The Poet’s House by Next Office is a 1970s house in Tehran reimagined as a cultural hub inspired by the life and legacy of contemporary poet and dissident Ahmad Shamlou.
The Poet’s House by Next Office is the restoration and adaptive reuse of the former home of Iranian poet and dissident Ahmad Shamlou into a cultural center in downtown Tehran. While preserving the original brick façade and structural shell, the project introduces a spatial intervention along a second-floor wall bearing a handwritten poem by Shamlou. This element was extended into a conceptual and semi-structural backbone—transformed into a three-dimensional promenade that opens the house toward the city. Through this approach, the formerly private courtyard becomes a public open space that invites visitors into the life, thoughts, and legacy of the poet.

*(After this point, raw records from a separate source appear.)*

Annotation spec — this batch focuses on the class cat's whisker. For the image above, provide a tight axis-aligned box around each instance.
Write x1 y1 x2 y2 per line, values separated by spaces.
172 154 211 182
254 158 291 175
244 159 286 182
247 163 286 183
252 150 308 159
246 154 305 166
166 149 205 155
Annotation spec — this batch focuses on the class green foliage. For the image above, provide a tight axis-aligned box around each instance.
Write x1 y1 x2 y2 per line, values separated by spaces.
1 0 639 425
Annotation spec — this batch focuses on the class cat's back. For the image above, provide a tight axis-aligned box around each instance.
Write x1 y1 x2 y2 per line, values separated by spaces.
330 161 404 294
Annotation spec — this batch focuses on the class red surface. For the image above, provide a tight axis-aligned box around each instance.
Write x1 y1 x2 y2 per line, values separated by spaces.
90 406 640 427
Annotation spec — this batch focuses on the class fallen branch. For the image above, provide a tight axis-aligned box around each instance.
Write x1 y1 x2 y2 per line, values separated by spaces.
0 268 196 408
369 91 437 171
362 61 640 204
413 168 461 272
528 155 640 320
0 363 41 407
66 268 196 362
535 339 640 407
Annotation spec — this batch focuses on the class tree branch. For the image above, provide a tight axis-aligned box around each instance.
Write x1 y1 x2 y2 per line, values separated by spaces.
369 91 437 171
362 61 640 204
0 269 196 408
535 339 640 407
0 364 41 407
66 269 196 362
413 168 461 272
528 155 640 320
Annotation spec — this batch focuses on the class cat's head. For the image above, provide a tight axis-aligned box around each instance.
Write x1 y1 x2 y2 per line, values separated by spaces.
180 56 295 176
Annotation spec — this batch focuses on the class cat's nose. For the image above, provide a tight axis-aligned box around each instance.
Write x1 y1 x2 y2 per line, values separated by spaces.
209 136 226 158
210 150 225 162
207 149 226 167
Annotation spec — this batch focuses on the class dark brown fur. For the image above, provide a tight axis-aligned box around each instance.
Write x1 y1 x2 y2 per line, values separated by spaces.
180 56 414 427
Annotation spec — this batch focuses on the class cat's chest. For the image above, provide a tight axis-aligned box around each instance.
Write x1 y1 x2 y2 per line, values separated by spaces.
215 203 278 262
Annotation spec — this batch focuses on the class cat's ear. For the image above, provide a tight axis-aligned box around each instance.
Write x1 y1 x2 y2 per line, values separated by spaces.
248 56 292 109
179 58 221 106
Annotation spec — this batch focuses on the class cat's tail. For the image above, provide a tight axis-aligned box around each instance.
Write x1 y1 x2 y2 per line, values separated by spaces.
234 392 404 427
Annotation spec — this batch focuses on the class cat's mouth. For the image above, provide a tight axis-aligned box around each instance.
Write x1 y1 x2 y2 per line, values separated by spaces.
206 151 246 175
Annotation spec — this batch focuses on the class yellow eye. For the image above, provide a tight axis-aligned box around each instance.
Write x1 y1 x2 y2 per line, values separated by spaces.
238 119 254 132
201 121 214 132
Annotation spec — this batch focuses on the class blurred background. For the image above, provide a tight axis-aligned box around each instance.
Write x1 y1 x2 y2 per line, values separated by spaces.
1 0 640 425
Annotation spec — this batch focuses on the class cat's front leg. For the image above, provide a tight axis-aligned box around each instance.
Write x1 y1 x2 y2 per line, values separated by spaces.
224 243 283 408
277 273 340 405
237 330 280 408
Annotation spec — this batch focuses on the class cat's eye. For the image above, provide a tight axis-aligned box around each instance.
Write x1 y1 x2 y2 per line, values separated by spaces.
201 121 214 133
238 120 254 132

The client—a devotee of Shamlou—sought to preserve the poet’s former home and transform it into a public space commemorating his literary and political legacy. Shamlou, a politically engaged poet who was repeatedly imprisoned for his counter-viewpoints, remained a controversial figure even after his death, with his gravestone vandalized multiple times by government supporters. The house itself was a neglected brick building with rounded corners and expressive lintels, characteristic of Tehran’s 1970s architecture. The anticipated program included exhibition areas, a library, bookstore, café, and restaurant, envisioned as a hub for writers and Shamlou’s readers along with an informal urban tour of his life.
The brick load-bearing structure required reinforcement. Rather than concealing this necessity, we turned it into a central architectural-structural feature. A new steel wall was designed along the interior wall inscribed with a handwritten poem by Shamlou to his wife and muse, Aida— a wall that came to be known in the project as the "Aida Wall". This intervention cuts through the building and rises from the courtyard to the rooftop, superimposing itself onto the generic structure to dramatize a constant tension between old and new, echoing the poet’s rebellious spirit and his significance in Iran’s cultural history.
Steel was chosen for its aging quality and formal responsiveness, capable of being cut, jagged, rusty surface, or bent. The project was designed so that the new steel structure could one day be removed, leaving the original intact. In doing so, it challenges and transforms, without erasing, the memory it honors.